114 Zusammenhängende Strafsachen
Zusammenhängende Strafsachen (§§ 2, 3 StPO) sind in einer Anklage zusammenzufassen (vgl. Nr. 17). Hiervon kann abgesehen werden, wenn die Erhebung der öffentlichen Klage wegen einer Tat durch die Aufklärung der anderen Tat erheblich verzögert würde und wenn gewichtige Interessen der Allgemeinheit oder des Beschuldigten nicht entgegenstellen.
III. Abschnitt
Hauptverfahren
1. Eröffnung des Hauptverfahrens
115
(1) Beschließt das Gericht, die Anklage mit Änderungen nach § 207 Abs. 2 StPO zuzulassen, so legt es die Akten mit diesem Beschluss der Staatsanwaltschaft vor.
(2) Reicht der Staatsanwalt nach § 207 Abs. 3 StPO eine neue Anklageschrift ein, so empfiehlt es sich in der Regel, das wesentliche Ergebnis der Ermittlungen darzustellen, wenn ausgeschiedene Teile einer Tat in das Verfahren wieder einbezogen werden oder, wenn die ursprüngliche Anklageschrift durch Änderungen im Eröffnungsbeschluss unübersichtlich oder unverständlich geworden ist.
2. Vorbereitung der Hauptverhandlung
116 Anberaumung der Termine
(1) Die Hauptverhandlung findet grundsätzlich am Sitz des Gerichts statt; nur wenn es wegen der Besonderheit des Falles geboten erscheint, soll sie an einem anderen Ort durchgeführt werden.
(2) Für die Festsetzung der Terminstage sind die örtlichen Feiertage, auch wenn sie gesetzlich nicht anerkannt sind, von Bedeutung.
(3) Bei der Festsetzung der Terminsstunden wird den Beteiligten jeder vermeidbare Zeitverlust zu ersparen und daher zu prüfen sein, wie lange die Verhandlung der einzelnen Sachen voraussichtlich dauern wird und in welchen Abständen die einzelnen Termine daher anzuberaumen sind.
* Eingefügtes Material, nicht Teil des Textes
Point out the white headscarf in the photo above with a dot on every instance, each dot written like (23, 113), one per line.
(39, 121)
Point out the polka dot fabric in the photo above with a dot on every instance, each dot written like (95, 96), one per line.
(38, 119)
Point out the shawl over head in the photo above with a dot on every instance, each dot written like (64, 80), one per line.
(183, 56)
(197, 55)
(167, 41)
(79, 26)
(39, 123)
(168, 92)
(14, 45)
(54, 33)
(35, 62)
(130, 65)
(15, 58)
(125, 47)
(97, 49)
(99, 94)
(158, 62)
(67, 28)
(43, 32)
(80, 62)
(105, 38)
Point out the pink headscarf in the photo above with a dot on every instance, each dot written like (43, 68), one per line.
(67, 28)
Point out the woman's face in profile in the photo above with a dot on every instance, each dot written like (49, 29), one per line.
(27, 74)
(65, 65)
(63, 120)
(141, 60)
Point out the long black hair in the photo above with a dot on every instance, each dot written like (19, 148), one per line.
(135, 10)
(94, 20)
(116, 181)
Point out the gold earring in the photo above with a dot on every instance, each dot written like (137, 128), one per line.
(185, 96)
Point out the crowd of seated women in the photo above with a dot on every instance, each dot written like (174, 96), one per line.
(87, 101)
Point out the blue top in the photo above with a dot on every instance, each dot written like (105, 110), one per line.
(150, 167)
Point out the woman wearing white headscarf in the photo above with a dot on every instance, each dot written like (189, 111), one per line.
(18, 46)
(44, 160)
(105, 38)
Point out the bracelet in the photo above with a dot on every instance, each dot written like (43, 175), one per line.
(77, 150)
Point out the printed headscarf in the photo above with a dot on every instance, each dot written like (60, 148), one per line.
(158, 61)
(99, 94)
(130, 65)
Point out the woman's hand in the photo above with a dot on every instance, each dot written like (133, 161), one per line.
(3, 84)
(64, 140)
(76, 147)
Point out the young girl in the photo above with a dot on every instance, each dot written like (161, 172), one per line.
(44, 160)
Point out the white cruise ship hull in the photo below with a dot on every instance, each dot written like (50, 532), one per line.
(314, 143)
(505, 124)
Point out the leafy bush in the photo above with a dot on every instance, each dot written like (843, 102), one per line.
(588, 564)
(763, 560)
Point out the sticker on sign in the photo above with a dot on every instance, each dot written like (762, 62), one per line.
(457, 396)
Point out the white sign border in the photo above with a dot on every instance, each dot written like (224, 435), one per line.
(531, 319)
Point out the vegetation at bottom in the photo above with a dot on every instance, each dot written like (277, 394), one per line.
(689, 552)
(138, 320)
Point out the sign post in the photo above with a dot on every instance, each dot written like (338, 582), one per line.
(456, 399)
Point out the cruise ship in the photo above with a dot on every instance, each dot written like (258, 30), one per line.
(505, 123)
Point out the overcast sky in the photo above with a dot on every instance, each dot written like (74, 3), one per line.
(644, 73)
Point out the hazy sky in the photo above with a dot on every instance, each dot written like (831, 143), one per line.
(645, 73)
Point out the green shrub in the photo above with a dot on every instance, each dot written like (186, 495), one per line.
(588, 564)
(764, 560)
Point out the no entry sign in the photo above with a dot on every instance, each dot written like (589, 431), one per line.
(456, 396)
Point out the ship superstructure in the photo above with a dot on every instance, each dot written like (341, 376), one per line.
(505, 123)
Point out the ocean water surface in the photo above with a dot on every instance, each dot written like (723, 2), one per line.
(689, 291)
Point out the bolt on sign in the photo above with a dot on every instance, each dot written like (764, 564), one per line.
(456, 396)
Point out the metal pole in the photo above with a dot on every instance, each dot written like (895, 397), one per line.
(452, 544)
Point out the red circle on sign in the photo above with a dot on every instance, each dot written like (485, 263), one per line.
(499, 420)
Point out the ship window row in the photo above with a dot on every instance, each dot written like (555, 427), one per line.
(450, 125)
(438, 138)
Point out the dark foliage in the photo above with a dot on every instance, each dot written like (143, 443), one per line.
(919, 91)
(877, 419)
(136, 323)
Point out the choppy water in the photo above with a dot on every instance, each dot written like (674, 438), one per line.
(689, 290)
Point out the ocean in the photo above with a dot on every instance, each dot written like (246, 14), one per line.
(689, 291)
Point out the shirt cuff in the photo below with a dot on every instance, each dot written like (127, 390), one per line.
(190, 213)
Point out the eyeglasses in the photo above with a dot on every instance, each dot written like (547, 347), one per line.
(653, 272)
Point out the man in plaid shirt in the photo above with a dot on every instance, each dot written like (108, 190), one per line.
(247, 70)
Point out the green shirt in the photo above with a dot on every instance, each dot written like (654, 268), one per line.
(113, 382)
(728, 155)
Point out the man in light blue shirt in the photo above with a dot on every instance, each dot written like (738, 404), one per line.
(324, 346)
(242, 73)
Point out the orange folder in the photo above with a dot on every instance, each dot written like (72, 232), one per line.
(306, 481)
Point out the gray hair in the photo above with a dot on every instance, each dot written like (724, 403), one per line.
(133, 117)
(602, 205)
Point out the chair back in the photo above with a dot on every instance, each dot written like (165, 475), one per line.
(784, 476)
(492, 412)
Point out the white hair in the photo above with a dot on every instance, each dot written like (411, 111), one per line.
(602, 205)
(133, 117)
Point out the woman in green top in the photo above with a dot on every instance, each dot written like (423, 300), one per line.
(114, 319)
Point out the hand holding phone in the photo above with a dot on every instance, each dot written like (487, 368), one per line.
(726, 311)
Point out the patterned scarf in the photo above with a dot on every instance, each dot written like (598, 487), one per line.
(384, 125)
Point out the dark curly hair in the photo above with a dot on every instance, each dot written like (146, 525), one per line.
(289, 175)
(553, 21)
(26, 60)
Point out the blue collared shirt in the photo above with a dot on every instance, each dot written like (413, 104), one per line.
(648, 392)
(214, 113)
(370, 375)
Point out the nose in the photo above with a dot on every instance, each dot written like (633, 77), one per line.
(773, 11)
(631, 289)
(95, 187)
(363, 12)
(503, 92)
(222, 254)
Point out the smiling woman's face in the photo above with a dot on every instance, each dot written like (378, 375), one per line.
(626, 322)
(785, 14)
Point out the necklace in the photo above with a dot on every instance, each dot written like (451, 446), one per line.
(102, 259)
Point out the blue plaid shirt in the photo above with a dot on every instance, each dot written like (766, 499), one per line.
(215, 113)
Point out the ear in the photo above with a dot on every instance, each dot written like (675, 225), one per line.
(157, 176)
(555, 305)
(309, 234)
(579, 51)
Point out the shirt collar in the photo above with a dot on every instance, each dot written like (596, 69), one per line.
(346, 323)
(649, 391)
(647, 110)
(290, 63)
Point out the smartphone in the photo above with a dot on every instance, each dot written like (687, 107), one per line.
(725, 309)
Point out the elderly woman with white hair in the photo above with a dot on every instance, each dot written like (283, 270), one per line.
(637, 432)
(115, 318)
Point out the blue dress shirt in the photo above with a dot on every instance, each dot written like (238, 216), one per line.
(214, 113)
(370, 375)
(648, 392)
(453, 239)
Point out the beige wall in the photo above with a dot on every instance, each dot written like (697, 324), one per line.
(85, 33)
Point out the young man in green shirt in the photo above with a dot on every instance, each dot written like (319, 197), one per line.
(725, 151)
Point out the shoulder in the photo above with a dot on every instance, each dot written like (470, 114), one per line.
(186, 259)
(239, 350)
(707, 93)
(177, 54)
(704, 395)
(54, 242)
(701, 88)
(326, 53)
Sind an einer Verhandlung Personen beteiligt, die außerhalb des Sitzungsortes wohnen, so sind auch die Verkehrsverhältnisse zu berücksichtigen.
(4) Ist für die Verhandlung eine längere Zeit (ein ganzer Tag oder mehrere Tage) vorgesehen, so kann es sich empfehlen, die einzelnen Zeugen und Sachverständigen, sofern dies die Hauptverhandlung nicht erschwert, erst für den Zeitpunkt zu laden, indem sie voraussichtlich benötigt werden ( § 214 Abs. 2 StPO). In geeigneten Fällen kann es zweckmäßig sein, den Zeugen mit der Auflage zu laden, dass er sich zu einem bestimmten Zeitpunkt oder während eines bestimmten Zeitraumes auf Abruf bereithalten möge.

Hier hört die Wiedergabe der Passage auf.